Our team focuses on developing composite hollow fiber membranes. The inner and outer layer structures were optimized to enhance the gas permeance. In parallel, we developed a continuous wetting/coating process by utilizing the immiscibility of wetting and coating solutions. A Plasma treatment was adopted to improve their interfacial compatibility, and novel selective-layer materials were synthesized and patented to overcome the permeability–selectivity trade-off relationship for CO₂ capture.

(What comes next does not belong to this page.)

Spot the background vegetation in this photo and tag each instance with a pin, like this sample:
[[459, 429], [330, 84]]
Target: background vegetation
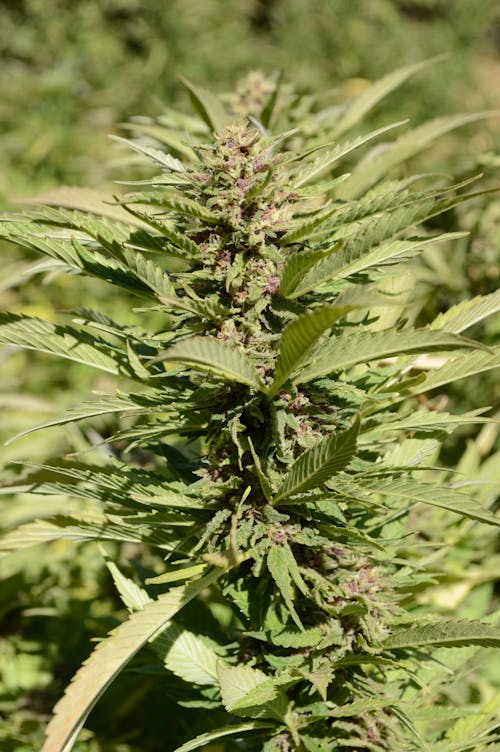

A Pebax-based composite HFMs has been successfully fabricated that combines structural design, continuous processing, and interfacial control. The membrane possesses a CO₂ permeance of 1253 GPU and a CO₂/N₂ selectivity of 34.9, showing a 200% increase in CO₂ flux over other Pebax-based HFMs. MMMs consisting of organic nanofillers or silicone rubber have been synthesized to further increase CO₂ permeability by 45% or 200%, respectively, demonstrating their potential for practical CO₂ capture.

The hollow fiber membranes developed by our group provide a high surface area, modularity, and low energy requirement, making them ideal for carbon capture in coal-fired power plants and heavy industries. Their robust structure ensures long-term stability under harsh conditions. This scalable and cost-effective membrane technology can support Taiwan’s transition to have sustainable industries with net-zero emissions.